すると、家の中が騒がしくなった事により白雪姫は目を覚ますのです。
「うっさい!気持ちよく寝てたのに邪魔すんなよア゛ンコラァア!」
「「ボウゥエ!」」
白雪姫は起こされた原因である小人をぶっ飛ばし、またベッドに横になって眠り始めたのだった。
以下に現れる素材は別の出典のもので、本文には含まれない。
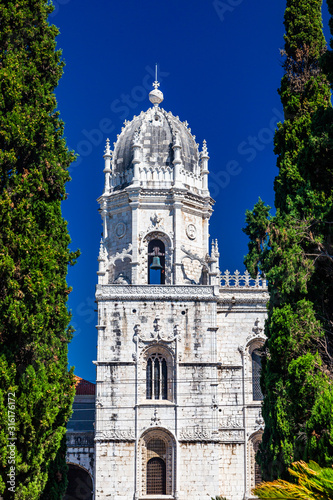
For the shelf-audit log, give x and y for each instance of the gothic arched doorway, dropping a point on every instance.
(80, 485)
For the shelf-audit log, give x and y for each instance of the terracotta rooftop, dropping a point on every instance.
(84, 387)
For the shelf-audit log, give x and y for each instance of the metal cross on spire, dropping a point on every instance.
(156, 84)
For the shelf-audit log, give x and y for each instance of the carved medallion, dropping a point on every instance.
(191, 231)
(120, 229)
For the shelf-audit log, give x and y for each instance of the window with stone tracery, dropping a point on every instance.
(157, 377)
(256, 369)
(157, 454)
(156, 262)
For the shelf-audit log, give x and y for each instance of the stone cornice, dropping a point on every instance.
(234, 298)
(154, 293)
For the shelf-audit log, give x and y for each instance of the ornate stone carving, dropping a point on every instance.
(120, 229)
(115, 435)
(231, 422)
(80, 439)
(191, 231)
(237, 280)
(257, 332)
(231, 436)
(260, 423)
(125, 253)
(157, 334)
(194, 256)
(151, 292)
(197, 434)
(155, 419)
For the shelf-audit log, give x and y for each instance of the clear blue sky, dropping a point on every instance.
(219, 67)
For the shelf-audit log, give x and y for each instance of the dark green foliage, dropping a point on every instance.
(34, 253)
(57, 475)
(294, 250)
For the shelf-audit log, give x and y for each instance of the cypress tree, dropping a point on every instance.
(36, 388)
(294, 249)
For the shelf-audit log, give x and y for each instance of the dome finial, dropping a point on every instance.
(156, 96)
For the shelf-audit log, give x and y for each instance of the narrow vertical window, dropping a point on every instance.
(156, 476)
(256, 369)
(156, 262)
(164, 380)
(157, 379)
(149, 379)
(257, 471)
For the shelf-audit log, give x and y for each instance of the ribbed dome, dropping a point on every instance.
(155, 131)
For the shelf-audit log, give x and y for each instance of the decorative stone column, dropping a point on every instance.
(177, 162)
(204, 168)
(136, 158)
(107, 167)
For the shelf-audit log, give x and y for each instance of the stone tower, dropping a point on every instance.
(174, 387)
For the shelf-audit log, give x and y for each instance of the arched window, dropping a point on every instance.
(157, 455)
(156, 477)
(156, 467)
(156, 377)
(257, 471)
(256, 369)
(156, 262)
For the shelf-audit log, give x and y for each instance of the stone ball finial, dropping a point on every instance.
(156, 97)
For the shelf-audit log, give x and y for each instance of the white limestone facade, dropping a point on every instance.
(178, 406)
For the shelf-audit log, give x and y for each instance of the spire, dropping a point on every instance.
(156, 96)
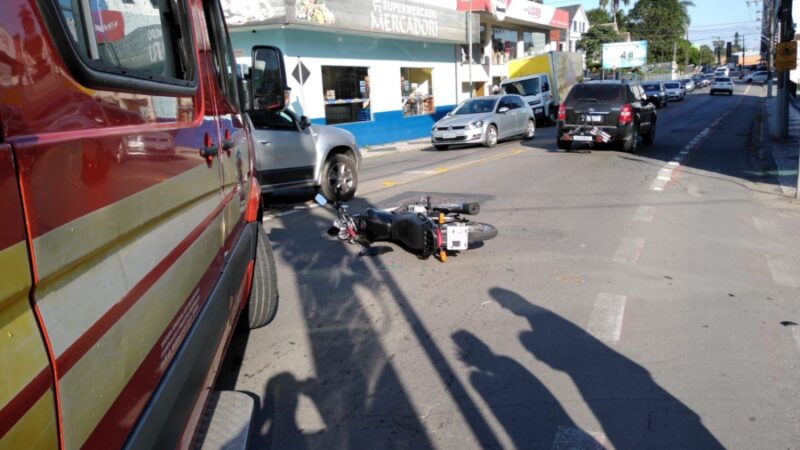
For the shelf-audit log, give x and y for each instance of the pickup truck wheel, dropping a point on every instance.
(339, 178)
(263, 303)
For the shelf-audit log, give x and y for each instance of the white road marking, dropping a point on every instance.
(629, 250)
(605, 322)
(783, 271)
(644, 213)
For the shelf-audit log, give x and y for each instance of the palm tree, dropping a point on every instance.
(614, 4)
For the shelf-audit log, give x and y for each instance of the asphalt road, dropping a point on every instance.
(629, 302)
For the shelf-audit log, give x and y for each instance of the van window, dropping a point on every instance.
(523, 87)
(135, 38)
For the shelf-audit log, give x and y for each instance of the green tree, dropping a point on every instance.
(663, 23)
(613, 6)
(598, 16)
(592, 43)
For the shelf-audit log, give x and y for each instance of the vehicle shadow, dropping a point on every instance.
(356, 398)
(528, 412)
(633, 410)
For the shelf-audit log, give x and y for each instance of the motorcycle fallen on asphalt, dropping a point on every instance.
(422, 228)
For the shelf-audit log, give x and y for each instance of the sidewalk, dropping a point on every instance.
(370, 151)
(785, 154)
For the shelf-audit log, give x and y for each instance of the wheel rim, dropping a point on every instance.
(340, 178)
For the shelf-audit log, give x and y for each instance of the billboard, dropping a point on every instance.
(624, 55)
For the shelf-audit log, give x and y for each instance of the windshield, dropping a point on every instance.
(523, 87)
(475, 106)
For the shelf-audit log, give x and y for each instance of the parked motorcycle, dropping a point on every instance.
(423, 228)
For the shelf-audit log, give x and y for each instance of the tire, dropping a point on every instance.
(262, 306)
(650, 136)
(490, 140)
(530, 130)
(632, 144)
(339, 178)
(479, 232)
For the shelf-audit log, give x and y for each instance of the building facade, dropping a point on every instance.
(387, 70)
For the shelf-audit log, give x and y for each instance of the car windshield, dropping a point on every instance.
(597, 92)
(476, 106)
(523, 87)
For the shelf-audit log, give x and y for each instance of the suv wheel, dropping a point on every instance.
(491, 136)
(263, 303)
(339, 178)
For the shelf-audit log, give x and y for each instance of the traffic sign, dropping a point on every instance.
(786, 56)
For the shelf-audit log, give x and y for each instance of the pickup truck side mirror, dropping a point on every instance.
(268, 88)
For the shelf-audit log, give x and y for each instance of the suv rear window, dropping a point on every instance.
(605, 93)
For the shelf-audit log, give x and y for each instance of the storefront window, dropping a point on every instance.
(346, 91)
(504, 43)
(534, 43)
(416, 86)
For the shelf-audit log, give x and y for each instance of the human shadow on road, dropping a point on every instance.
(531, 416)
(634, 411)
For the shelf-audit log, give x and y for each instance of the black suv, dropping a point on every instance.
(606, 111)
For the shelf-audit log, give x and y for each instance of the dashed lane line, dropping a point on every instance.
(605, 323)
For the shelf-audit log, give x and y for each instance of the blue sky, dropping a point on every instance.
(710, 18)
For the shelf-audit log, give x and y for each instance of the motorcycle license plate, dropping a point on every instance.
(457, 237)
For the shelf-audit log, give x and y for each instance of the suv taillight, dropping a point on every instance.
(625, 114)
(253, 201)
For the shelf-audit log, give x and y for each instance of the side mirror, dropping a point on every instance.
(269, 91)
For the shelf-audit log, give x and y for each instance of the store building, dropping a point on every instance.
(509, 29)
(383, 69)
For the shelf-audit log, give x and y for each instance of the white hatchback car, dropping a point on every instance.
(721, 84)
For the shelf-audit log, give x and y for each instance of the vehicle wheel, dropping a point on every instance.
(479, 232)
(530, 130)
(263, 302)
(491, 136)
(632, 144)
(650, 136)
(339, 178)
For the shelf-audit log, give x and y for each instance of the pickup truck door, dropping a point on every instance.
(286, 154)
(122, 188)
(27, 392)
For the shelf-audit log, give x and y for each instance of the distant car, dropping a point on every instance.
(656, 93)
(722, 84)
(606, 111)
(292, 153)
(757, 77)
(675, 91)
(484, 120)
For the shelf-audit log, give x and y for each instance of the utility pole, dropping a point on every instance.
(771, 45)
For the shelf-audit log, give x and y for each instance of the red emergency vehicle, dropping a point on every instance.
(130, 226)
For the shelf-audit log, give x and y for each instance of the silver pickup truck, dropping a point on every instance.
(291, 153)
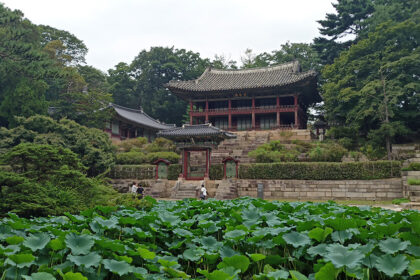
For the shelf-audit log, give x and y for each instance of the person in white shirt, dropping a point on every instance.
(134, 188)
(203, 193)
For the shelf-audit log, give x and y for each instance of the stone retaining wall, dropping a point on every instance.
(385, 189)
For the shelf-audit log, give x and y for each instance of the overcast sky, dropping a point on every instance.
(117, 30)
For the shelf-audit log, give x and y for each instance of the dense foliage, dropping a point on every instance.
(321, 170)
(275, 151)
(47, 180)
(92, 146)
(239, 239)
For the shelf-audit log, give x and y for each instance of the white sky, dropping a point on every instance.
(117, 30)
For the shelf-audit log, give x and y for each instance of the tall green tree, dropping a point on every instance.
(22, 68)
(156, 67)
(374, 85)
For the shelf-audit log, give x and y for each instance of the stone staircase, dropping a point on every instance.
(227, 189)
(247, 141)
(185, 189)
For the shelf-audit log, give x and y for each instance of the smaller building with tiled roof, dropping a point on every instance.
(131, 123)
(249, 99)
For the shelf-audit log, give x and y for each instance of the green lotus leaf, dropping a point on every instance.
(238, 261)
(327, 272)
(414, 250)
(226, 251)
(393, 245)
(414, 268)
(14, 240)
(91, 259)
(320, 249)
(235, 234)
(341, 256)
(296, 239)
(296, 275)
(117, 267)
(74, 276)
(57, 244)
(341, 236)
(256, 257)
(320, 234)
(391, 265)
(193, 254)
(37, 241)
(79, 244)
(21, 260)
(182, 232)
(278, 274)
(39, 276)
(146, 254)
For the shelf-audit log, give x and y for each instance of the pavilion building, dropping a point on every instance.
(275, 97)
(131, 123)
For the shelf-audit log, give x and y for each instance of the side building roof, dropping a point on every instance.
(198, 130)
(213, 80)
(139, 117)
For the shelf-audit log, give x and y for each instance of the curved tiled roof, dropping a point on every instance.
(195, 130)
(139, 117)
(266, 77)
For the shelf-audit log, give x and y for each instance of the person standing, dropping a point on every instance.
(203, 193)
(134, 188)
(140, 191)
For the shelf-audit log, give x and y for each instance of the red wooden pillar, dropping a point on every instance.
(278, 111)
(296, 112)
(253, 113)
(229, 114)
(207, 111)
(191, 111)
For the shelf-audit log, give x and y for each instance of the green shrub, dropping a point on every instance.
(216, 172)
(412, 181)
(321, 170)
(173, 171)
(131, 157)
(139, 172)
(414, 166)
(169, 156)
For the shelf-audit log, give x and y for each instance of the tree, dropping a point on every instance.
(92, 146)
(122, 85)
(22, 68)
(373, 86)
(64, 46)
(152, 69)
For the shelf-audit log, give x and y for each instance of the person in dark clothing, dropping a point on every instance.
(140, 191)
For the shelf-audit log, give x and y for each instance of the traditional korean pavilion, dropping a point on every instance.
(196, 143)
(250, 99)
(131, 123)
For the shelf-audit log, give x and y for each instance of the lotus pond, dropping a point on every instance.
(239, 239)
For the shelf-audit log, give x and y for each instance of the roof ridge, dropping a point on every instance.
(291, 64)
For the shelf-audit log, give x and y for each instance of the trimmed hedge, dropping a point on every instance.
(216, 172)
(140, 172)
(173, 171)
(321, 170)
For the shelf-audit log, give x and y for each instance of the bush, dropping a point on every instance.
(139, 172)
(131, 157)
(169, 156)
(48, 180)
(216, 172)
(92, 146)
(173, 171)
(414, 166)
(321, 170)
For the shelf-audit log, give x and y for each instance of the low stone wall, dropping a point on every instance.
(385, 189)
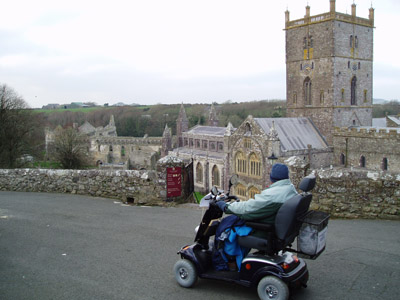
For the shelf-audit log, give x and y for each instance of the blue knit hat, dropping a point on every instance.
(278, 172)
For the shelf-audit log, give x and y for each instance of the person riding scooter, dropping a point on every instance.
(264, 206)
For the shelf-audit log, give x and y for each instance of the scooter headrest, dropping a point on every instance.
(307, 183)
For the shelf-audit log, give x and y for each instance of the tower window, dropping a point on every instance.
(215, 176)
(362, 161)
(384, 164)
(307, 91)
(342, 159)
(353, 91)
(199, 173)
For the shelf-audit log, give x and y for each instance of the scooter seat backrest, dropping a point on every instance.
(288, 219)
(307, 183)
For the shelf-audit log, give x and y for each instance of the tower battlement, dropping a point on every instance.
(329, 16)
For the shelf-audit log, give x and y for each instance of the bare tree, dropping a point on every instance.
(70, 148)
(17, 126)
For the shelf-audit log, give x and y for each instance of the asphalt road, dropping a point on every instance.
(55, 246)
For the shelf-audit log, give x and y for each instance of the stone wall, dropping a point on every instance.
(356, 193)
(138, 187)
(374, 145)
気を失ってしまった小人達は数分を経て起き上がれるようになり、白雪姫から離れてひそひそ話を始めました。
「ねぇ。あれ本当に白雪姫なの?噂と違いすぎない?」
「すっげー可愛いけど、すっげー可愛いけど!俺は真澄ちゃんに優しくされてたいー!」
「オレもあのプリンセスはちょっとな……」
「性格が魔女の方が良いってどうなの。白雪姫が魔女で真澄ちゃんが姫だったら納得するくらいなんだけど」
「「それな」」
小人でさえも美しいとはいえ、暴力を振るわれた初対面の相手に好意は持てなかった。でもあの腕力は小人の自分達じゃ太刀打ち出来なかった。
結果。
「あんた達、暫く私は此処に住むからこの汚い部屋を掃除なさい」
「ハァー?なんぐえっ!」
「絞め殺されなかったら聞けるわね?」
「「は……はい」」
再び目覚めた白雪姫の脅迫により、奴隷が決定したのであった。